US Inbound Medical Travel, No Walk in the Park

This post marks the first installment of our “Patient's Corner” series.  Fernando Gil (Costa Rica) is our first guest blogger, and here he recounts his wife's and his experience with traveling abroad for healthcare.

Even though medical tourism has been on the rise in the last few years and has now become a booming industry people have been traveling for their healthcare needs for many years. My wife was born with a condition called Tetralogy of Fallot; it's a rare and complex heart defect in which the patient is born with a different heart structure that affects the normal flow of blood through the heart. Five months after she was born she traveled to Chicago to undergo the first of several procedures to fix her lung and when she was two and half years old she returned for open heart surgery to repair her heart, since then she has to continue getting routine check-ups.

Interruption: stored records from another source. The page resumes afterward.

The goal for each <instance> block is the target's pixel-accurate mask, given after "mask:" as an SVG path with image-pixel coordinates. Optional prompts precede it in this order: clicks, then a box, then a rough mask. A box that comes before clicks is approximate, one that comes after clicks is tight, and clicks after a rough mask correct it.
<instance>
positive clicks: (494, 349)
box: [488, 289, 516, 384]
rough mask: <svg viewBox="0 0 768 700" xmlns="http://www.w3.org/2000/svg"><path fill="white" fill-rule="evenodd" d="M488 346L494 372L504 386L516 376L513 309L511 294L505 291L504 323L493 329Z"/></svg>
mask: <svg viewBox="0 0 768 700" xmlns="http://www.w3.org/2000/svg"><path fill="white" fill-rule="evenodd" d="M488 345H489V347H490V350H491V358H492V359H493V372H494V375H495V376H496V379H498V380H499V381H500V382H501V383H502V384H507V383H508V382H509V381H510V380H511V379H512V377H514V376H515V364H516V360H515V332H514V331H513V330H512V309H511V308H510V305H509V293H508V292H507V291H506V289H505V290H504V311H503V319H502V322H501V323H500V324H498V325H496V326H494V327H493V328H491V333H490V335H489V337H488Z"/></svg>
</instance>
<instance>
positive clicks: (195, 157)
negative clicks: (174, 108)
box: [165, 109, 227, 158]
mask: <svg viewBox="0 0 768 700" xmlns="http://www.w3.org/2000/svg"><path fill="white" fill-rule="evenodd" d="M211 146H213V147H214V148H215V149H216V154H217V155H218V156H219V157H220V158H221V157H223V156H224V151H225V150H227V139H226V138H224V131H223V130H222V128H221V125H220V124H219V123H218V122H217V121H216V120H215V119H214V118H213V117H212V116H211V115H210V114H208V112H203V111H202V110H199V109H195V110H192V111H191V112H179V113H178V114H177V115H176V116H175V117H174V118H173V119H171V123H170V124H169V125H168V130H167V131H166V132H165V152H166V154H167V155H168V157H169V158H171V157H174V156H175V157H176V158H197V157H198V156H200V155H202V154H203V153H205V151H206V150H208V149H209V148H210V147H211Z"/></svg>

Unlike most of the people that travel from the United States, she traveled and still travels to the U.S. to get treatment at the Cleveland Clinic. The reason for this is that her condition is not common; it affects 5 out of 10,000 babies, so in a country like Costa Rica, where we are from, with just over 4.5 million people and a birth rate of approximately 75,695 babies a year there are only 38 expected cases and to find a Doctor or a hospital which specializes and treats an adequate number of patients with the condition is impossible. In the United States with a population of more than 313 million and a birth rate of 4,332,000 babies a year, the number of expected cases is around 2,100 a year, so the situation is the exact opposite with some hospitals having complete wards dedicated to the treatment of birth related heart conditions.

Right now we are scheduling a routine check up for the second half of this year. It has proven to be a tremendous hassle, because even though the hospital that we usually visit for this has an international desk, they have been having trouble getting access to the Doctors appointment book to work our appointment in. This would be so much easier if we could directly access the appointment book, see our options and book it directly and from there continue to book the rest of our travel needs (hotel, airplane tickets, rental cars, etc.).